The hosts outline the vicious cycle that perpetuates the LOLcow phenomenon, where content creators and trolls feed off each other’s actions to maintain engagement.
This cycle ensures continuous exploitation, with the individual being trapped in a loop of harassment and content generation for others' entertainment.
Beyond Chris Chan, the hosts mention several other individuals who have fallen victim to similar exploitation.
Daniel Larson: A TikTok personality mocked for his jumping jacks videos.
Boogie2988: Once seen as wholesome, now criticized for abusive behavior.
Eugenia Cooney: Documenting her struggles with anorexia, leading to increased online harassment.
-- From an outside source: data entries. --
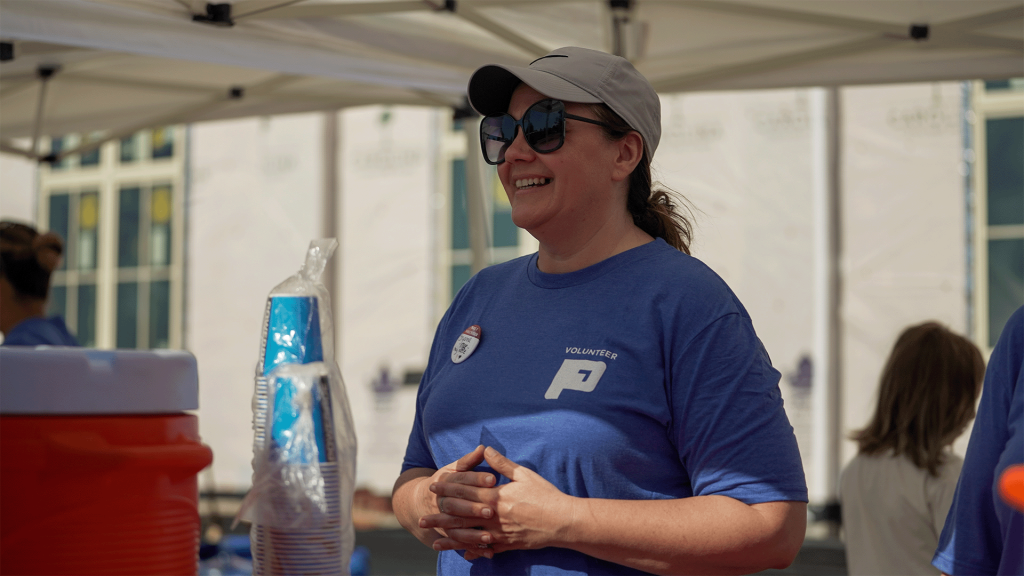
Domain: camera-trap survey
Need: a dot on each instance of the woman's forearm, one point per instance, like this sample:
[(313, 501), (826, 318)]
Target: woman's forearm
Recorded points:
[(408, 501), (698, 535)]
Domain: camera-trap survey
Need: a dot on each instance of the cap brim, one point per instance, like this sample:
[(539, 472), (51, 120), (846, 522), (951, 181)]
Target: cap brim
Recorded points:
[(491, 87)]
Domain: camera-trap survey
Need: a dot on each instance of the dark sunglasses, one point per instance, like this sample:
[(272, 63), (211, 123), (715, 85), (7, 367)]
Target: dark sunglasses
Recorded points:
[(543, 127)]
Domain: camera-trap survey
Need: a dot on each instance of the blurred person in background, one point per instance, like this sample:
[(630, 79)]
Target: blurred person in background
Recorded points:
[(984, 532), (27, 260), (604, 405), (896, 492)]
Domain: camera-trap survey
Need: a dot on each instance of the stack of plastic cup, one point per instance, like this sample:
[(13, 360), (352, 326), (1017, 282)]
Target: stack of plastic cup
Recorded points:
[(295, 541), (302, 550)]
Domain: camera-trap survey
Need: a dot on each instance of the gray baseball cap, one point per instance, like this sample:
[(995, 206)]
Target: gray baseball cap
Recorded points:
[(576, 75)]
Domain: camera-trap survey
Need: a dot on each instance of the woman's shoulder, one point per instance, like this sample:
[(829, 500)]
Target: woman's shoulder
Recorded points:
[(689, 281)]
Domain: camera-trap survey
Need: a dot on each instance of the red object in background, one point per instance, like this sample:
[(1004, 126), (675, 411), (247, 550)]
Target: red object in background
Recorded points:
[(1012, 486), (100, 494)]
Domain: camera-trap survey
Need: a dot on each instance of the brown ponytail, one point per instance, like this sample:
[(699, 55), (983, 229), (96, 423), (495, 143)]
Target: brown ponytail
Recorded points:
[(654, 211), (28, 258)]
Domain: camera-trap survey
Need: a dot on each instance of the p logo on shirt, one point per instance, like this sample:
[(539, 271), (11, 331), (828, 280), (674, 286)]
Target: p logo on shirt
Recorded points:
[(581, 375)]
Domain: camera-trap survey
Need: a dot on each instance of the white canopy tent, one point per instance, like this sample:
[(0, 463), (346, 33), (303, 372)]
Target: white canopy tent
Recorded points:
[(110, 68), (116, 66)]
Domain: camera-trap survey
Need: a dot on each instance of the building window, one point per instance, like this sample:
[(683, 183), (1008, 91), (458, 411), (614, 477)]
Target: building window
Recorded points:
[(120, 282), (998, 108), (504, 234), (143, 266), (73, 287)]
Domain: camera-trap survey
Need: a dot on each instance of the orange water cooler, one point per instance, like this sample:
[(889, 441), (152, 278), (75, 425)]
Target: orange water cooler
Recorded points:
[(98, 461)]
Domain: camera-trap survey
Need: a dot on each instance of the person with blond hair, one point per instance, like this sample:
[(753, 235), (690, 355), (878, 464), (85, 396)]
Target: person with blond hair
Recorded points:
[(27, 260), (896, 492)]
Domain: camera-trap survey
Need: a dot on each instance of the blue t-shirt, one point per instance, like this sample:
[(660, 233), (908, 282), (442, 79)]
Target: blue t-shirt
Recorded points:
[(40, 331), (639, 377), (983, 534)]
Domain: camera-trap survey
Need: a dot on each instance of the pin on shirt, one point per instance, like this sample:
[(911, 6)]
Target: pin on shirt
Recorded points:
[(467, 342)]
Host 1 [84:06]: "Daniel Larson is someone with mental disability who was very popular on TikTok... People were mocking him without understanding his struggles."
These examples illustrate the widespread nature of LOLcows in various online platforms, from TikTok to YouTube.
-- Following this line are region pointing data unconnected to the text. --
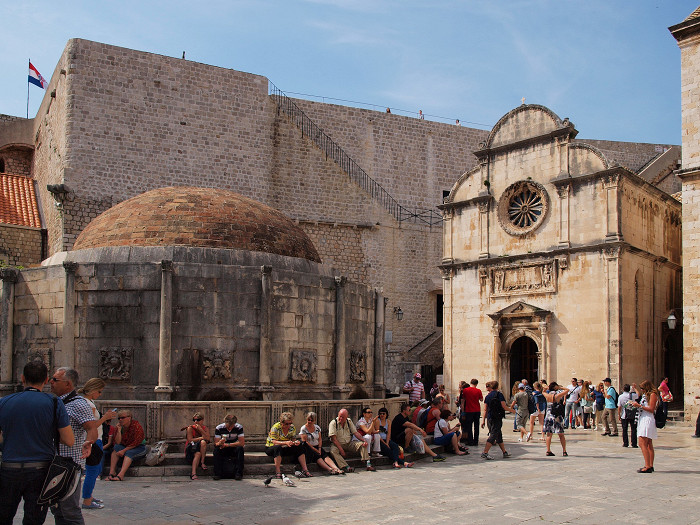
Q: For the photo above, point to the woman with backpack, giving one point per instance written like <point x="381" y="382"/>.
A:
<point x="554" y="420"/>
<point x="646" y="422"/>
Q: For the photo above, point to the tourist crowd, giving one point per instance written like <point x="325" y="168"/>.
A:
<point x="29" y="444"/>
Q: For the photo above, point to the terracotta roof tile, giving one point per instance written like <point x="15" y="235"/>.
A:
<point x="18" y="203"/>
<point x="694" y="14"/>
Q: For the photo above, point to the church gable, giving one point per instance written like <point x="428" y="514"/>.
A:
<point x="523" y="123"/>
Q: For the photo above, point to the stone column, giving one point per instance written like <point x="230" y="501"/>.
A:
<point x="265" y="352"/>
<point x="379" y="313"/>
<point x="68" y="357"/>
<point x="564" y="193"/>
<point x="164" y="389"/>
<point x="7" y="307"/>
<point x="483" y="229"/>
<point x="340" y="387"/>
<point x="612" y="186"/>
<point x="496" y="331"/>
<point x="614" y="318"/>
<point x="543" y="354"/>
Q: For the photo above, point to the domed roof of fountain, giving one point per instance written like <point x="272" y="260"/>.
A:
<point x="197" y="217"/>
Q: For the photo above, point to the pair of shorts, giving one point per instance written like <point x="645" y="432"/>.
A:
<point x="133" y="453"/>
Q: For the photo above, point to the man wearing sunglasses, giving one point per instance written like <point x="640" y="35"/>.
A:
<point x="28" y="424"/>
<point x="82" y="420"/>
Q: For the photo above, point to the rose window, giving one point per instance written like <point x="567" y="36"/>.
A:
<point x="523" y="207"/>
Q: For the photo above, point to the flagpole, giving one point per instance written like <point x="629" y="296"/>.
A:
<point x="30" y="61"/>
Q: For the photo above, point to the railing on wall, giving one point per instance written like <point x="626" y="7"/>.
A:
<point x="423" y="216"/>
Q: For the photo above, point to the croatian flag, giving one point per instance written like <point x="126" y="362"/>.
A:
<point x="36" y="78"/>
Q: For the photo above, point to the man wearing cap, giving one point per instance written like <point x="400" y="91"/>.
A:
<point x="414" y="388"/>
<point x="28" y="423"/>
<point x="522" y="414"/>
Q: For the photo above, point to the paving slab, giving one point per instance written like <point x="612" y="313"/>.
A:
<point x="597" y="483"/>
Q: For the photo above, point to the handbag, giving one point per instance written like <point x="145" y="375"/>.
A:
<point x="63" y="476"/>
The hosts discuss how platforms like 4chan, Kiwi Farms, and social media sites facilitate the proliferation of LOLcows by providing spaces for harassment and content monetization.
They emphasize the role of SEO and algorithm-driven content in keeping these individuals perpetually in the spotlight, often without their consent or understanding.
The episode delves into the severe psychological and social impacts on those labeled as LOLcows, including isolation, mental health struggles, and distorted self-perception.
The hosts argue that this culture of exploitation dehumanizes individuals, reducing them to mere content pieces devoid of empathy or understanding.
In wrapping up, the hosts urge listeners to recognize the humanity of those targeted online and to foster a more respectful and empathetic digital culture.
They advocate for moving away from mockery and towards support, highlighting the importance of treating all individuals with dignity regardless of their online persona or actions.
"LOLCOWS: A History" serves as a critical examination of how society has evolved in its treatment and exploitation of marginalized individuals. Through historical parallels and contemporary case studies, the hosts shed light on the detrimental effects of online harassment and the importance of fostering a more compassionate and respectful digital environment.